Os desafios no combate à fuga de cérebros no Brasil
Enviada em 18/07/2020
O romance “Dom Casmurro”, de Machado de Assis, retrata a história de Bento Santiago, um jovem que, aos 15 anos, foi enviado para um seminário em outra cidade, longe de sua família e amigos, em busca de melhores condições de educação. Embora se passe no século XIX, tal problema ainda é recorrente na hodiernidade, com várias pessoas sendo obrigadas a migrar para outros países que possuam mais oportunidades de trabalho, como o observado no fenômeno da fuga de cérebros no país. Faz-se necessário, portanto, debater as causas e consequências da questão, a fim de atenuá-la.
Diante desse cenário, é importante ressaltar os motivos que levam milhares de profissionais a optar por migrar para países desenvolvidos, como a desvalorização da ciência em território nacional e os baixos investimentos na área, por exemplo. De acordo com o Ministério da Ciência e Tecnologia, apenas 25% dos brasileiros tem doutorado e, 35% dos que tem mestrado estão desempregados. Tais dados comprovam como, mesmo com anos de estudo e preparação, muitos profissionais continuam sem empregos, o que os leva a priorizar o mercado externo, acentuando a problemática.
Por conseguinte, ainda convém lembrar as consequências do entrave, como a desmotivação provocada em jovens sobre cursar tais áreas. Ao observar a depreciação sofrida por cientistas em todo o território nacional, muitos dos jovens que optariam por tais cursos acabam desistindo, o que gera um ciclo vicioso, ao passo que a baixa inserção da população influencia na baixa quantidade de verbas direcionadas ao setor. Segundo as ideias de Schopenhauer, os limites do campo de visão de uma pessoa determinam seu entendimento acerca do mundo. Assim, a falta de incentivos governamentais e midiáticos pode aumentar o problema, dificultando a ampliação da importância dada ao grupo.

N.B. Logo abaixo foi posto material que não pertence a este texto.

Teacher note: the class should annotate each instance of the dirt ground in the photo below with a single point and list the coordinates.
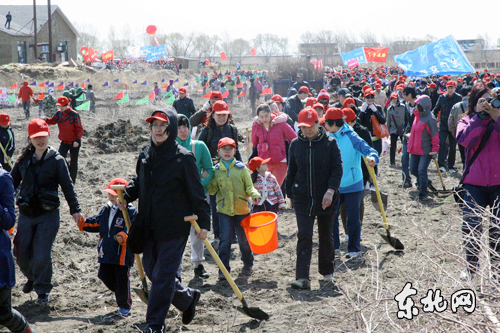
(362, 298)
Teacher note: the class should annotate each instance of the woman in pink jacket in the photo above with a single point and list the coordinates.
(269, 137)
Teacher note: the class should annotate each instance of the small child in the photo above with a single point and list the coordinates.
(233, 186)
(114, 257)
(7, 141)
(266, 184)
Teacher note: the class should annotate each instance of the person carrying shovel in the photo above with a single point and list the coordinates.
(168, 187)
(114, 258)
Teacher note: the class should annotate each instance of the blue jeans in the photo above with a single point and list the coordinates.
(405, 163)
(161, 260)
(33, 248)
(418, 167)
(480, 196)
(447, 150)
(353, 224)
(228, 224)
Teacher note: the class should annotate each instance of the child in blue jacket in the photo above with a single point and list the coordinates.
(114, 257)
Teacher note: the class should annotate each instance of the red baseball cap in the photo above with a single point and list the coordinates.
(38, 127)
(62, 101)
(221, 107)
(115, 181)
(216, 95)
(334, 113)
(308, 117)
(305, 90)
(256, 162)
(160, 115)
(349, 114)
(4, 119)
(277, 98)
(226, 142)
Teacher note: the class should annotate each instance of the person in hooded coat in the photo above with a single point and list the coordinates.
(169, 188)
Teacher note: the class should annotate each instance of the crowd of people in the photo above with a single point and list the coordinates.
(314, 150)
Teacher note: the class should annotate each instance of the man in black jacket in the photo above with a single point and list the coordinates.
(312, 184)
(168, 187)
(183, 104)
(443, 107)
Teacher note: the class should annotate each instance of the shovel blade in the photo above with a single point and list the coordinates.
(253, 312)
(143, 295)
(393, 241)
(375, 200)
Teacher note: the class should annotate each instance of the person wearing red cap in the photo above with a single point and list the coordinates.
(7, 141)
(267, 185)
(183, 104)
(269, 139)
(352, 148)
(169, 188)
(70, 133)
(26, 95)
(39, 171)
(447, 141)
(232, 186)
(312, 184)
(114, 257)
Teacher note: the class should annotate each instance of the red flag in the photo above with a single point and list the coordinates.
(376, 54)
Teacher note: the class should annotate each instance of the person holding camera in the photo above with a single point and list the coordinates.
(479, 133)
(39, 171)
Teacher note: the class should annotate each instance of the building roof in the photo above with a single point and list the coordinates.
(22, 19)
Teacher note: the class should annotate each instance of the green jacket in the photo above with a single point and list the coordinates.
(233, 187)
(201, 154)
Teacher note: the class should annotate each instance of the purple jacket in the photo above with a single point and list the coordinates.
(484, 171)
(272, 143)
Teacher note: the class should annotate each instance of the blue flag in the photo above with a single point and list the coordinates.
(358, 53)
(443, 57)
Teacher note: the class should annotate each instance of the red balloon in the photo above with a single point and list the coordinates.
(151, 29)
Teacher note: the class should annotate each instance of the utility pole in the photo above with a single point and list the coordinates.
(50, 31)
(34, 22)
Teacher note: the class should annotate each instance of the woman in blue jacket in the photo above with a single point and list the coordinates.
(9, 317)
(352, 147)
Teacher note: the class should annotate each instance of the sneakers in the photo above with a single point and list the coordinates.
(28, 286)
(188, 315)
(123, 312)
(247, 270)
(328, 278)
(353, 255)
(301, 284)
(201, 273)
(43, 298)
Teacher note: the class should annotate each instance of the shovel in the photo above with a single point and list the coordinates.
(393, 241)
(251, 312)
(143, 292)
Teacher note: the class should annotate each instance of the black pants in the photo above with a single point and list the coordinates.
(116, 278)
(73, 165)
(9, 317)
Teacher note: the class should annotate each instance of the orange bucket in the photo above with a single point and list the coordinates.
(261, 231)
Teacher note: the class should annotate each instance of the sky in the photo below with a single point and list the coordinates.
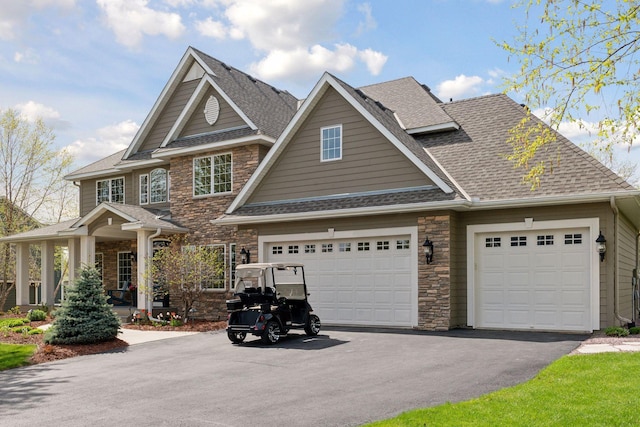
(92, 69)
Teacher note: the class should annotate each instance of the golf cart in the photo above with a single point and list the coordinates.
(270, 299)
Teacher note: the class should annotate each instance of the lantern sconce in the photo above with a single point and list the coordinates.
(601, 246)
(245, 256)
(428, 250)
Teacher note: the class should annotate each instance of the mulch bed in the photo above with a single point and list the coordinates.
(50, 353)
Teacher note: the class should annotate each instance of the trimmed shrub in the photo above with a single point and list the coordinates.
(36, 315)
(85, 317)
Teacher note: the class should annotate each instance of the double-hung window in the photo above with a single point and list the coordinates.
(110, 190)
(212, 175)
(331, 143)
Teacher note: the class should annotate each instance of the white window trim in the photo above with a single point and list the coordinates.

É perceptível, dessa forma, como a fuga de cérebros é um contratempo na contemporaneidade e, por isso, é imprescindível que o Governo auxilie os cientistas, por meio da maior disponibilização de verbas aos setores de pesquisas, direcionando o dinheiro para compra de materiais e manutenção de laboratórios, a fim de dar ao grupo todo o suporte necessário para que permaneçam em território nacional. Ademais, é necessário que a mídia, como formadora de opinião, introduza em filmes e novelas a temátia dos estudos e das realizações feitas por cientistas nacionais, a fim de reverter a opinião negativa formada sobre tais grupos e para influenciar jovens a seguir tais carreiras. Dessa maneira, será possível minimizar a problemática, para que os desafios enfrentados por Bentinho, no romance de Machado de Assis, permaneçam apenas na ficção.